Esta es la señal que alguien muy querido espera. En el día y a la hora
indicada que hace tiempo programó. Solo me queda agradecer el compartir
y seguir brindando mi amor sin condiciones. ¡Todo es perfecto!
Fue
entonces, en ese amanecer, cuando me despojé del chal que me cubría y al que me
agarraba con fuerza, como si fuese un talismán que me librara de la derrota en
la batalla, y empecé a sacar un hilo de él que até con cariño al árbol que había
ante mí. Era un árbol grande, robusto, de tronco grueso y ramas fuertes. Sus
hojas eran de diversas tonalidades, al menos así las veía en aquel momento en
que el día comenzaba a despuntar y los rayos de sol daban nueva vida a todo.
Estaba lleno de flores y frutos diversos que jamás había visto. Llevaba tanto
tiempo sin nada que llevarme a la boca que alargué mi mano y cogí uno, el más
cercano. Tenía un color verde y rosado al mismo tiempo. Di las gracias por
semejante presente y lo mordí con delicadeza. En todo mi cuerpo sentí y saboreé
aquel manjar agridulce que me llenó al momento de fuerza, de vida, de calma.
Abracé su cálido tronco y luego me senté en la tierra con mi espalda pegada a
él y disfruté de su hermosura, de su belleza. Olía su aroma, escuchaba en el
silencio su voz y en esos momentos dejé de sentirme sola.
No
sé cuánto tiempo permanecí junto a este árbol al que cariñosamente le llamé
Corazón, porque había devuelto al mío el latir acompasado. Pudo ser un día o
una semana, el tiempo había dejado de existir para mí. Empecé a recordar los
momentos que más se habían incrustado en mi alma desde que era una niña, los
buenos y aquellos en los que había traspasado el límite del dolor. Con mis
manos empecé a escarbar un hoyo en la tierra y lloré con desconsuelo, con rabia
y con alegría. Y lloré lluvia y escarcha
y lloré mares y ríos hasta caer rendida, exhausta y coloqué la tierra en su
lugar. Y allí soñé la Vida. Cuando desperté, solo tuve que abrir mis manos para
coger el nuevo fruto que el árbol me ofrecía. Sentí su energía en cada bocado, saboreé
su color y su textura. Le habían brotado nuevas ramas, nuevas flores y nuevos
frutos dándole aún mayor belleza. Me acerqué, le hablé de nuevo despidiéndome
de él con las palabras que brotaban desde mi interior, sabiendo que siempre
estaría en mí como yo ya estaba en él, besé su rugoso tronco con gratitud y
empecé a andar, ahora sí, con tranquilidad, sabiendo que lo peor ya había
pasado.
En
aquella noche oscura, algo cambió dentro de mí.

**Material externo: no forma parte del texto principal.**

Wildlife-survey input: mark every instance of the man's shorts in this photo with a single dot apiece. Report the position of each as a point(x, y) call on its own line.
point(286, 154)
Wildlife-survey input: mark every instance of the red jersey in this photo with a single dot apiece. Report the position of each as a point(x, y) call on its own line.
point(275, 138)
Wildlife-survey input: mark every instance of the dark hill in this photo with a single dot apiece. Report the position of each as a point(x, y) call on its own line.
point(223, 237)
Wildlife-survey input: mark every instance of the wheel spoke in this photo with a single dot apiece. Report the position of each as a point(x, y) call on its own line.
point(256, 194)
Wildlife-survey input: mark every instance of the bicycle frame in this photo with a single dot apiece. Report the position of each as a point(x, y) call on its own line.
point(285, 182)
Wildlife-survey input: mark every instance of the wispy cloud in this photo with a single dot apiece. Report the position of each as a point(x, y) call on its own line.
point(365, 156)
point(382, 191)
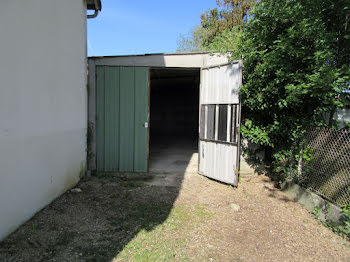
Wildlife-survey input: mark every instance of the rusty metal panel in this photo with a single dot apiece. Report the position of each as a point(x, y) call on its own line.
point(219, 95)
point(220, 85)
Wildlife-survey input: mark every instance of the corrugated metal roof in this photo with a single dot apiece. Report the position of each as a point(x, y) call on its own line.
point(94, 5)
point(155, 54)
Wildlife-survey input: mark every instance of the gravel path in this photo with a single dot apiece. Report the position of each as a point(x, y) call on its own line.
point(134, 220)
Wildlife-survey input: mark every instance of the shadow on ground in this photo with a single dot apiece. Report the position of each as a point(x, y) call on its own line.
point(97, 223)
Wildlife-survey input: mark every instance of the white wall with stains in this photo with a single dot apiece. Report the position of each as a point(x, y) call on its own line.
point(43, 104)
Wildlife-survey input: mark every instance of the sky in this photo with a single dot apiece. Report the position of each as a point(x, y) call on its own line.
point(128, 27)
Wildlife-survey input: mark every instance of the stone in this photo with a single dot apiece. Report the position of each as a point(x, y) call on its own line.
point(235, 207)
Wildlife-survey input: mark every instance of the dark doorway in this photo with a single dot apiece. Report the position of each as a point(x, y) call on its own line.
point(174, 113)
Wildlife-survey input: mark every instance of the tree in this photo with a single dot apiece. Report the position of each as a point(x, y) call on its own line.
point(296, 66)
point(217, 24)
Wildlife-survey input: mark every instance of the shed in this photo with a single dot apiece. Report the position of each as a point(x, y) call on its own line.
point(147, 108)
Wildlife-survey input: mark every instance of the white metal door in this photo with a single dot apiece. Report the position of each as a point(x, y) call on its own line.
point(219, 122)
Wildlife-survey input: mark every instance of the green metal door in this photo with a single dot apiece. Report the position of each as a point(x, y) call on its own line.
point(122, 118)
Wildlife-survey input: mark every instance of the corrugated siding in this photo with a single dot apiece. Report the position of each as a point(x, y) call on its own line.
point(220, 85)
point(122, 110)
point(218, 161)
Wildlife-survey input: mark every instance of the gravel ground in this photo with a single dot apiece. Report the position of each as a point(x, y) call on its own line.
point(179, 217)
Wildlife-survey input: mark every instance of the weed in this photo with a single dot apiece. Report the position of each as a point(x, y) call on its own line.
point(344, 229)
point(35, 226)
point(316, 212)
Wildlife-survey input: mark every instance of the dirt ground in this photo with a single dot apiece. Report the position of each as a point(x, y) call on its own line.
point(173, 217)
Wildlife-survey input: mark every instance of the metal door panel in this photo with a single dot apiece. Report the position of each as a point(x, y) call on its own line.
point(122, 118)
point(219, 101)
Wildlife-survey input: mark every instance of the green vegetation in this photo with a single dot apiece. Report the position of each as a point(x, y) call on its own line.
point(296, 57)
point(155, 244)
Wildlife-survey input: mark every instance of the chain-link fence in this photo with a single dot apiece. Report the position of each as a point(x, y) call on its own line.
point(326, 169)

Dejó de importarme si el día
era gris lleno de nubarrones o era soleado, si el viento azotaba mi cuerpo o
solo lo acariciaba. Me daba cuenta de que todo era un instante y luego pasaba.

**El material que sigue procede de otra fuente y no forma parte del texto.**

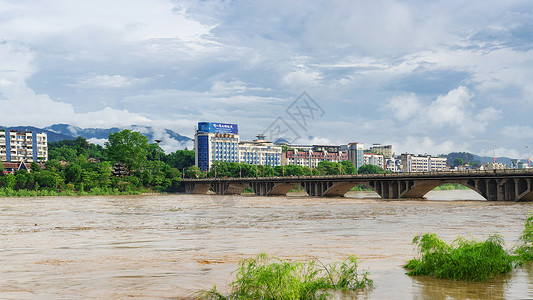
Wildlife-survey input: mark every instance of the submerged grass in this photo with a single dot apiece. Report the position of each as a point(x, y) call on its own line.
point(265, 277)
point(7, 192)
point(470, 260)
point(464, 259)
point(525, 249)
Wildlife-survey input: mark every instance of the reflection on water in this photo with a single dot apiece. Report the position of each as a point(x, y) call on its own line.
point(171, 246)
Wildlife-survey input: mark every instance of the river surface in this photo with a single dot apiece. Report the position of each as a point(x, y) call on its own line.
point(170, 246)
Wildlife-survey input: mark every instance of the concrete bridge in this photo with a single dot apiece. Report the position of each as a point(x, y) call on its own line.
point(499, 185)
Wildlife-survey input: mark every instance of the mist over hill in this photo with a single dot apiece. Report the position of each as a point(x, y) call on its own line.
point(171, 140)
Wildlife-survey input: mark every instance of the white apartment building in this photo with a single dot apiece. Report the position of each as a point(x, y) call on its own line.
point(374, 159)
point(260, 152)
point(23, 146)
point(310, 158)
point(422, 163)
point(385, 150)
point(394, 165)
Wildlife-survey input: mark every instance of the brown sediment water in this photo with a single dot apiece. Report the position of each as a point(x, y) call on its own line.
point(170, 246)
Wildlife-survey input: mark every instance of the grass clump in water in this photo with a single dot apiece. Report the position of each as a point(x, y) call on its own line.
point(265, 277)
point(464, 259)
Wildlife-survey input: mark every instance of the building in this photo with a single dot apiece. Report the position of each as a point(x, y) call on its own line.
point(517, 164)
point(422, 163)
point(355, 153)
point(260, 152)
point(215, 142)
point(385, 150)
point(23, 146)
point(492, 166)
point(393, 164)
point(311, 157)
point(374, 159)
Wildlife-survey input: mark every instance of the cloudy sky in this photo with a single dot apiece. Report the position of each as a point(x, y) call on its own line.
point(426, 76)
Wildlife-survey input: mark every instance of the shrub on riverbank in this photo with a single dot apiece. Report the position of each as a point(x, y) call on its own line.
point(265, 277)
point(525, 249)
point(470, 260)
point(8, 192)
point(467, 260)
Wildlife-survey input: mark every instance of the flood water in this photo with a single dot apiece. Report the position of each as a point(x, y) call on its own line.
point(170, 246)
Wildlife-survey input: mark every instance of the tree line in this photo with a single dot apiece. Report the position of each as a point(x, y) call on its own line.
point(78, 167)
point(234, 169)
point(128, 163)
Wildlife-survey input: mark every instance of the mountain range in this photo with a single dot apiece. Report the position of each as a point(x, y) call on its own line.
point(59, 132)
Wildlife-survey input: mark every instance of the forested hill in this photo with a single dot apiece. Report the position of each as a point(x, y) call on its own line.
point(59, 132)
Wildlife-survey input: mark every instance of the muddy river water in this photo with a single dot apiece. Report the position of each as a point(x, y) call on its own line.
point(170, 246)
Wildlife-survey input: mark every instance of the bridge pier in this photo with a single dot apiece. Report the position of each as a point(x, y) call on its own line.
point(226, 188)
point(507, 185)
point(197, 188)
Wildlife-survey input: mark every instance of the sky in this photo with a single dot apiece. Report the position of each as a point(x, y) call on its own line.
point(425, 76)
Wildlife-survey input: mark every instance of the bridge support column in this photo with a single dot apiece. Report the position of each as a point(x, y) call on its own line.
point(197, 188)
point(225, 188)
point(271, 188)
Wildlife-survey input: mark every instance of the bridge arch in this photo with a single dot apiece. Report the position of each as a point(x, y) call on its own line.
point(414, 189)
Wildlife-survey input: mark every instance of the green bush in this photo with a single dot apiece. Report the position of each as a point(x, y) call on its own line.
point(525, 250)
point(465, 259)
point(265, 277)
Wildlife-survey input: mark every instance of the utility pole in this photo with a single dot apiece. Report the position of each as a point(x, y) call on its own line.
point(158, 157)
point(528, 154)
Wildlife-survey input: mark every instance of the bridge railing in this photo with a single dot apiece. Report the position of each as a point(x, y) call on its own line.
point(379, 175)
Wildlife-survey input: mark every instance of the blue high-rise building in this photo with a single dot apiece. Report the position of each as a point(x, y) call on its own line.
point(215, 142)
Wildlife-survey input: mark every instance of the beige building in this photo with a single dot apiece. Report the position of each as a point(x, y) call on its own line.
point(260, 152)
point(23, 146)
point(422, 163)
point(385, 150)
point(374, 159)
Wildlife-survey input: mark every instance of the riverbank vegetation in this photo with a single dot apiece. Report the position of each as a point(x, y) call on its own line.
point(468, 259)
point(265, 277)
point(128, 164)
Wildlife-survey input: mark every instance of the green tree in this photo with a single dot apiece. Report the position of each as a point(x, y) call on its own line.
point(73, 173)
point(127, 147)
point(329, 168)
point(193, 172)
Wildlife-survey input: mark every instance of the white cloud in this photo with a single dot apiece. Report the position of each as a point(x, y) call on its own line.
point(402, 107)
point(110, 82)
point(427, 145)
point(518, 132)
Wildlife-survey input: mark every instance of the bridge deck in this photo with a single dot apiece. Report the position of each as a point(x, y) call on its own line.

Aquél laberinto tampoco sería eterno. El chal cada vez era más pequeño. Su
hilo, casi transparente, iba marcando el camino para no pasar de nuevo por el
mismo lugar dando vueltas sin sentido. Caminé y caminé disfrutando cada paso y
sentí como el lugar me hablaba mostrándome el camino de regreso. Vi lo que
nunca había visto, escuché lo que nuca había escuchado y me sentí una con el
lugar. Solo quedaba un pequeño trozo de
hilo en mis manos cuando una suave y fina lluvia comenzó a caer y sentí como limpiaba
mi alma. Tras las nubes blancas como la nieve se dejó ver un claro cielo azul infinito
y los rayos de sol se mezclaron con las gotas de lluvia y las lágrimas que rodaban
por mis mejillas formando un hermoso arco iris, esa era la entrada-salida. Me di la vuelta con calma y
vi como el hilo se disolvía sin dejar rastro, ya no lo necesitaba. Había vuelto
a ser yo y llegaba de nuevo a Casa. Una rosa se desprendió de su tallo y la
cogí al vuelo. Agradecí el presente con una sonrisa. El laberinto era yo y yo era el laberinto. Todo
quedaba atrás y todo estaba ante mí.